Our mission is to train scientists. This blog is a platform for us to share updates on our annual programme, tips and tricks for scientists, new e-learning opportunities, and sometimes just something to make you smile.
The EMBO|EMBL Symposium: Multiomics to Mechanisms: Challenges in Data Integration took place virtually 15 – 17 September 2021. With over 400 participants, this was the biggest multi-omics conference since it began in 2017. We had 96 posters presented virtually, and are excited to share the research from the three best poster prize winners.
Bacteria need to adapt to changes in their environment in order to survive. Transcription factors (TFs) bind metabolites that signal such changes and in turn alter gene expression. Escherichia coli has the best characterized transcriptional regulatory network involving 300 predicted TFs, of which ~75% have a metabolite‑binding domain. However, the binding partners of only 95 TFs have been identified due to low-throughput of common in vitro identification methods. Here, we combined metabolomics and gene expression data obtained in vivo across several growth conditions to identify TF‑metabolite interactions of four TFs without a known binding partner: CdaR, CsgD, FlhDC and GadX. We have validated our method by accurately predicting the known binding partners of ArgR, TyrR and CysB, three highly studied TFs. The in vivo nature of our approach can not only identify new TF‑metabolite interactions but also provide insight into the most functionally relevant.

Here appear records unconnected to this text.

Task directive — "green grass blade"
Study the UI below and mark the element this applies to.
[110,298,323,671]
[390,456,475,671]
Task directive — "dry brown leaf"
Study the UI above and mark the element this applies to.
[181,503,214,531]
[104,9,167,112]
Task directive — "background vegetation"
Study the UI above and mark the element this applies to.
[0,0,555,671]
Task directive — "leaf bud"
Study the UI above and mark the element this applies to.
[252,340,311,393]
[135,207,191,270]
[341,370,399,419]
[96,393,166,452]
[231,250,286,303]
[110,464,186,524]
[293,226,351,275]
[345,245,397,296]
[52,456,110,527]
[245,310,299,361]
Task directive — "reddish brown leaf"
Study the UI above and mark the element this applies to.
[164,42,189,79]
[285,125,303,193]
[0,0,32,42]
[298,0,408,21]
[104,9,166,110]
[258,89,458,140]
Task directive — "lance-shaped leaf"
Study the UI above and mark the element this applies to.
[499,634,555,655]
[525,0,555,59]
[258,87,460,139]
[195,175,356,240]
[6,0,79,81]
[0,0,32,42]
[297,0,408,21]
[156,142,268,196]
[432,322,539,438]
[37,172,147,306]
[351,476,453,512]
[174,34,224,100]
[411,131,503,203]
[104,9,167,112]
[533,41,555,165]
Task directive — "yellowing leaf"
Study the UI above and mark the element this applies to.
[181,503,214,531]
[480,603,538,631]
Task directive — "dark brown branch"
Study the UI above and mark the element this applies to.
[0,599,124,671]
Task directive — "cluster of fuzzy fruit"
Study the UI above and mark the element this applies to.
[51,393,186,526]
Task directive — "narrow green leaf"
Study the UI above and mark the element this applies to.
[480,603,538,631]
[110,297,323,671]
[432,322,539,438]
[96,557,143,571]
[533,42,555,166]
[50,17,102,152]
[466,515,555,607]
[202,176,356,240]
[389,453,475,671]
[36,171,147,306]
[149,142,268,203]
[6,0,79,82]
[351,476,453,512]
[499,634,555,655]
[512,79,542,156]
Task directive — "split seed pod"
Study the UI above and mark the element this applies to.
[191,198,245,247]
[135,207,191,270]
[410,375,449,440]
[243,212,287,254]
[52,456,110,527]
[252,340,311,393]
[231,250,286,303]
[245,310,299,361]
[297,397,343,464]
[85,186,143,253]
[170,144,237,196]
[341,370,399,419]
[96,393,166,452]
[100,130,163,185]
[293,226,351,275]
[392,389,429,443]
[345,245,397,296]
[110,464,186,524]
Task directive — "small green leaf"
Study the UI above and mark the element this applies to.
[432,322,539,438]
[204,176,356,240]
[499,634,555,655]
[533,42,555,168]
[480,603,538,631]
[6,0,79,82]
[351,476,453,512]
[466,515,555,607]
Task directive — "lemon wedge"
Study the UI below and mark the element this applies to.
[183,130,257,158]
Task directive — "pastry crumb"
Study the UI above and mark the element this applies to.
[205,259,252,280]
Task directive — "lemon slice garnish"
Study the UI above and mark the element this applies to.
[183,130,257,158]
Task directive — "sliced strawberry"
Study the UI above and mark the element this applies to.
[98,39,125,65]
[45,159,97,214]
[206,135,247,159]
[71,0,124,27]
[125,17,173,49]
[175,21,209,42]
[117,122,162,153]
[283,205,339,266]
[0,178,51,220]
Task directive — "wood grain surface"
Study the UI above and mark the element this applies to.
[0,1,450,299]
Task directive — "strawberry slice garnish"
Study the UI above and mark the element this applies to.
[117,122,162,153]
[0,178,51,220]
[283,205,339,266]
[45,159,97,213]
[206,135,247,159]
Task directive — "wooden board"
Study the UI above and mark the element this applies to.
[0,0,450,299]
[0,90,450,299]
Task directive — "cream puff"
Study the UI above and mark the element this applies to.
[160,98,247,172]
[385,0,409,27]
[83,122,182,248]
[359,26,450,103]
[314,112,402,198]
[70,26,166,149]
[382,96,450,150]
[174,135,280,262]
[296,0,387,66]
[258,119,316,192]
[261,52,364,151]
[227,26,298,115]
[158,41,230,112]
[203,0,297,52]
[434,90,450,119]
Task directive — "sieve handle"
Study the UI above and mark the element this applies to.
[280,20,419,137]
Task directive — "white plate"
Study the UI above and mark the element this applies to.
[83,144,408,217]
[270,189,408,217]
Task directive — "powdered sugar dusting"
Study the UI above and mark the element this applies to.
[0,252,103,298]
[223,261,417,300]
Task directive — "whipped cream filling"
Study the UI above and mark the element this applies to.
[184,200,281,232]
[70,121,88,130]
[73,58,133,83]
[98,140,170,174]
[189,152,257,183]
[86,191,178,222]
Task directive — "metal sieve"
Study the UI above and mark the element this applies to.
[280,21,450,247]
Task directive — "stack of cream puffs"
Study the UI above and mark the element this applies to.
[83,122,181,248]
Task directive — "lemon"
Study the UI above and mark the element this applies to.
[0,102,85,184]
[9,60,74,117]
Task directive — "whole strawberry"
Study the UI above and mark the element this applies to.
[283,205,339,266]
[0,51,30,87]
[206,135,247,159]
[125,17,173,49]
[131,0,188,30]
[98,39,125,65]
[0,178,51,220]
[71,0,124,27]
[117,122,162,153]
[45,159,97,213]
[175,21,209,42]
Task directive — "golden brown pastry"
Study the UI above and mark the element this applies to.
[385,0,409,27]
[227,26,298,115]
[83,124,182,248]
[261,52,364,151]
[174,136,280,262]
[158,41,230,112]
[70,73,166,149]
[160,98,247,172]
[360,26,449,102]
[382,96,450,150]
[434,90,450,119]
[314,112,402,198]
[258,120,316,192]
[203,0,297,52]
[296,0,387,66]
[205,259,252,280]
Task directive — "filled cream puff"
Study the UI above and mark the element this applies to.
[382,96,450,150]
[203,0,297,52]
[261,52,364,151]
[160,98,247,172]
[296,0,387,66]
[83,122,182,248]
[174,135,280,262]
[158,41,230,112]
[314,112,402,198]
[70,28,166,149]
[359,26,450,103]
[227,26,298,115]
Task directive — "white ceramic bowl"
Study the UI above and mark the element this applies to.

The call for an application of (multi‑)omics data in toxicology became highly prominent in recent years, since omics experiments are intended to generate comprehensive information on molecular changes in cells and tissues more quickly, more accurately, and with fewer resources than ever before. The associated hopes explicitly include the reduction of live animal testing and an increased number of analyzed substances that can be tested. Therein, multi‑omics data are essential to comprehensively infer mechanistic knowledge on molecular response pathways to subsequently guide and aid chemical risk assessment. However, currently available multi‑omics pathway enrichment methods struggle to cope with different aspects hampering their application in computational toxicology, e.g., the utilization of insufficient enrichment methods, missing support for time‑ and concentration resolved data, and restrictions on the pathway sources. Most approaches utilize a sequential data integration and thereby completely ignore the connections between different omics layers. With ToPaFC, we present the first step towards a consistent and simultaneous multi-omics-based pathway enrichment that accounts for those obstacles and explicitly takes the underlying pathway topology into account. Right now, we can deal with up to eight different pathway databases and two omics layers (trans/meta or prot/meta). The pathway topology is reflected in two different ways: i) the importance of a node (omics feature) is measured based on its connections and its relative localization within the pathway and ii) the influence of each node on the network is specified by the weight of its outgoing edges, whether they are inhibiting, neutral, or activating. With this integration of edge information along the pathway, our method inherently accounts for consistent molecular changes of the features. The derived node‑centered pathway representation is combined with measured multi‑omics features to calculate a topology‑based pathway fold change that accounts for consistent changes within the molecular response.
The advance of laser‑microdissection technologies coupled with proteomics enables unprecedented insights into tissue proteomes. However, the limited availability of patient materials coupled with the high dimensional output of proteomics necessitates data integration across studies to safeguard the reliability of the results. We microdissected morphologically benign and neoplastic pancreas and surrounding stromal areas from 14 patients with early pancreatic ductal adenocarcinoma and analyzed their protein compositions with nLC‑MS/MS. The results indicated downregulated digestive functions in the malignant exocrine tissue and lower metabolic activity in the stroma vs. exocrine pancreas. Intriguingly, the majority of the most significant proteins for survival originated from the morphologically benign exocrine regions, suggesting that these areas may harbor early, predisposing changes. To scrutinize this idea, we compared their proteomes to proteomics data of 12 healthy control pancreatic samples obtained from publications. The protein identification and quantification pipeline from the raw mass spectrometer files were standardized to minimize variation introduced by search engines or protein sequence databases. Altogether, we identified 7,099 proteins in 67 samples involving 5 tissue types from 2 experiments and 5 batches. We investigated two independent strategies for rendering the values comparable. First, batch effects within experiments were corrected for with ComBat and the abundances across experiments were aligned with housekeeping protein normalization. However, this approach required full observations, removing over 90% of the identified proteins from the analysis. Hence, our second approach involved applying Group Factor Analysis to directly extract factors that reveal relationships between the tissue types in our study without compromising the protein coverage. These approaches not only showed that our main results are independent of the data analysis pipeline but also implicated changes in the mRNA splicing machinery as important players in pancreatic cancer. By surveying 165 patients from The Cancer Genome Atlas we revealed that increased transcriptional complexity indeed associates with poor survival in this disease.